Os sonhos, pelo menos os meus, funcionam como uma
tradução em imagens desconexas daquilo que estou vivendo, e muitas vezes
ingenuamente tentando entender. O que ficou das imagens desta noite, que é
aquilo de que consigo me lembrar, poderia ser significado com a palavra
pertencimento, ou o verbo, pertencer. Tudo é ou não uma questão de linguagem? Não
é, a linguagem está sempre defasada, no encalço. Eu consigo me lembrar apenas
da última imagem (ia dizer final, mas percebi a tempo a armadilha): estou
adentrando por uma estrada que percorri na minha infância, que ia dar num lugar
chamado Grota Funda, que é onde meu pai trabalhava como agricultor. Essa
estrada está diferente, pois dos dois lados erguem-se espécie de choupanas que
são bares, estabelecimentos comerciais noturnos, e então já é a Lapa, mas com a
geografia do bizarro, e eu então me pergunto, embora isso não faça qualquer
sentido, como eu não previ essa mudança no bairro há vinte anos atrás. A pergunta pode estar se dirigindo a outras
geografias, por exemplo as que percorri nos últimos vinte anos, ou, mais
provavelmente, às minhas paisagens, à geografia subjetiva ― afetada, sem
dúvida, pela paisagem e suas transformações. Quando finalmente adentro aquela estrada
e chego, imaginariamente na Grota Funda, geograficamente na Lapa, ocorre-me
então o perigo de aglomerar-me com muitas outras pessoas naquele espaço fechado
à noite, e sinto medo e vontade de sair dali, e isso é já uma decisão. Há ainda
uma cena, resquício da viagem recente, estou agora também no mar, mas o espaço
continua fechado, e uma pessoa de minhas relações que aparenta e diz gostar
muito de mim trata-me com frieza e distanciamento. Será que ela me reconheceu?

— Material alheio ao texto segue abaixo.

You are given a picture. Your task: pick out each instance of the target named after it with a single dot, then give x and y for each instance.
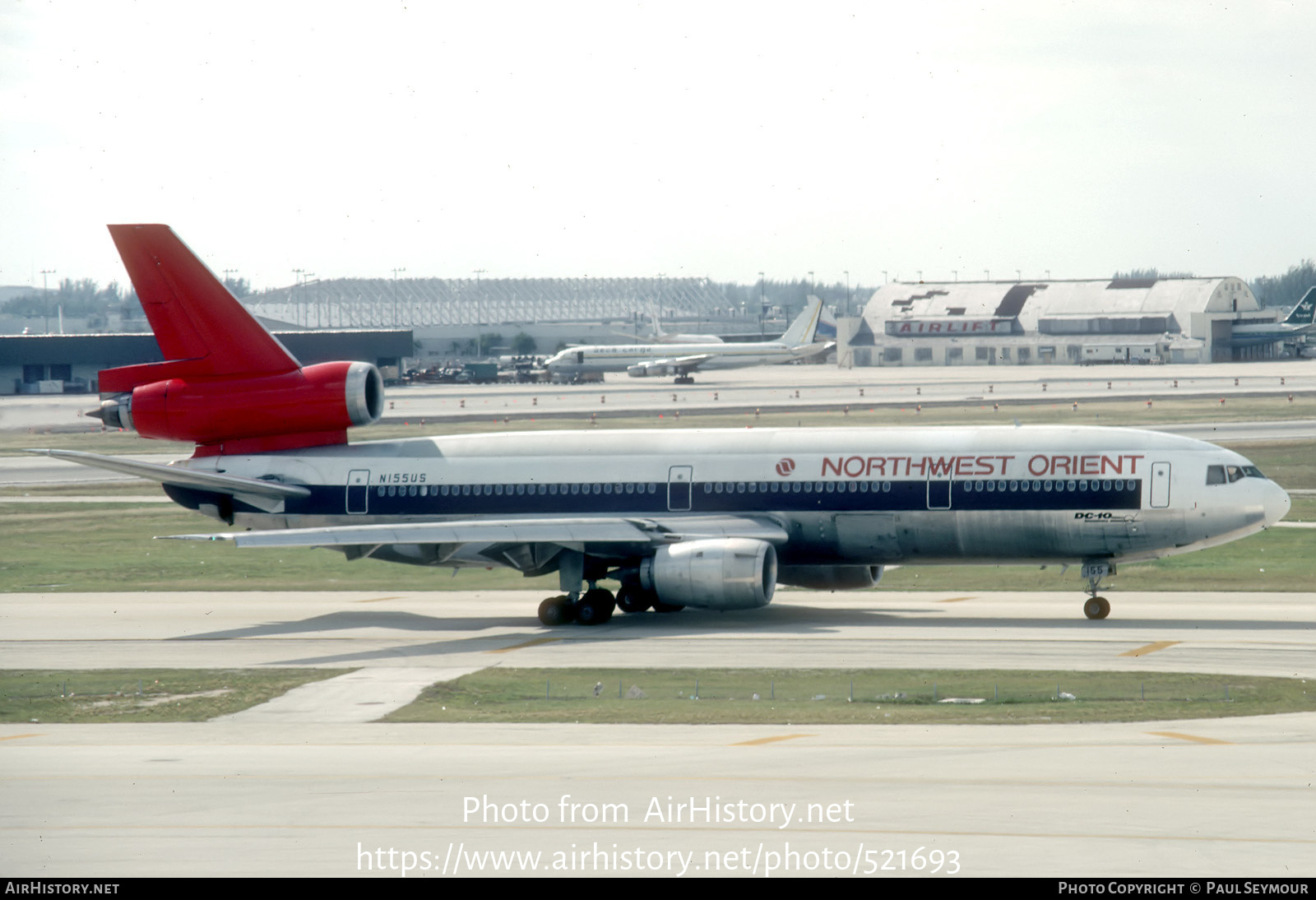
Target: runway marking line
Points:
(772, 740)
(1151, 647)
(532, 643)
(1190, 737)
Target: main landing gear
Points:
(596, 605)
(1096, 607)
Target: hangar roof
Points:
(1175, 299)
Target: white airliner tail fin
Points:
(1304, 313)
(806, 324)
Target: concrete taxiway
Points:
(302, 792)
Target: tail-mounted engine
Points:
(327, 397)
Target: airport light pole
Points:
(762, 303)
(45, 295)
(293, 294)
(395, 294)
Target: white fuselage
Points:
(619, 358)
(842, 496)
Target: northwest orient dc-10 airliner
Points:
(710, 518)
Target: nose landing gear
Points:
(1096, 607)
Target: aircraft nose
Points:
(1277, 503)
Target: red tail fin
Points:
(197, 320)
(227, 383)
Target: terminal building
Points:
(72, 364)
(1169, 320)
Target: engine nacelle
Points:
(714, 574)
(322, 397)
(831, 578)
(646, 370)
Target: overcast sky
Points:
(623, 138)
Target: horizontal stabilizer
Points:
(182, 476)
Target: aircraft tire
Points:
(633, 601)
(1096, 608)
(595, 607)
(556, 610)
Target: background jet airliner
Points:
(1300, 320)
(712, 518)
(681, 360)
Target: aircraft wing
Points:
(585, 529)
(183, 476)
(683, 364)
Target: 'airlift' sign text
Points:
(925, 327)
(985, 466)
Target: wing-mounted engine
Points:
(716, 574)
(648, 370)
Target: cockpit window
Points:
(1230, 474)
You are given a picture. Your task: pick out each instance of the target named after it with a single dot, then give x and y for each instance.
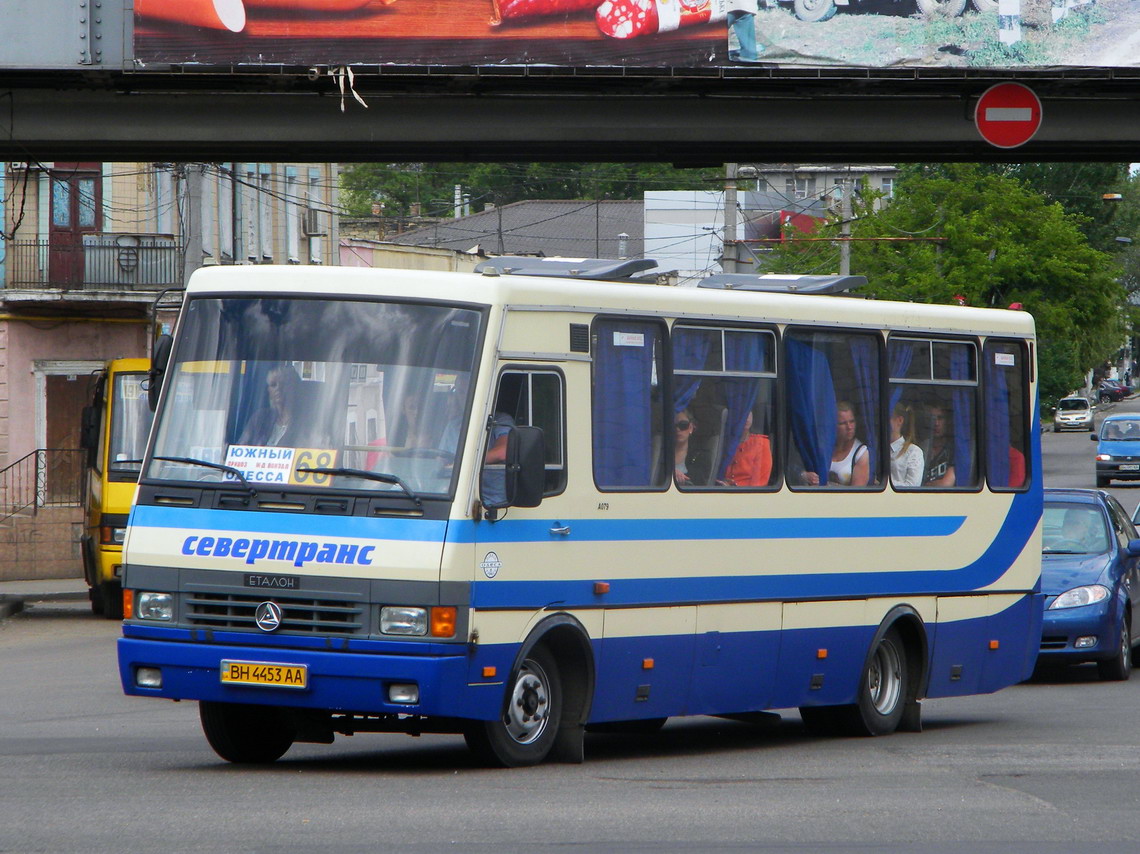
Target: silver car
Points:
(1073, 413)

Eu podia prever a transformação?
Gosto de imaginar que ilhas significam-se ― fazem-se dizer por signos ― mediante barcos que se aventuram nas águas que as separam, mas também as unem: as águas podem ser oceânicas ou simples veredas, salgadas ou doces, profundas, turbulentas e mais difíceis de navegar, ou arroios cristalinos que escorrem transparentes entre pedras e vegetação de grande frescor. Os barcos, as palavras. E tudo o mais que diz respeito à palavra afeto, no sentido de afetar, atravessar. Escrever e ler são pontas de ilhas que se fazem significar ― os trajetos dependem dos barcos, das ilhas, das águas que as separam. Este blog não pretende nada, exceto lançar barcos que eventualmente alcancem outras ilhas. Barquinhos de papel.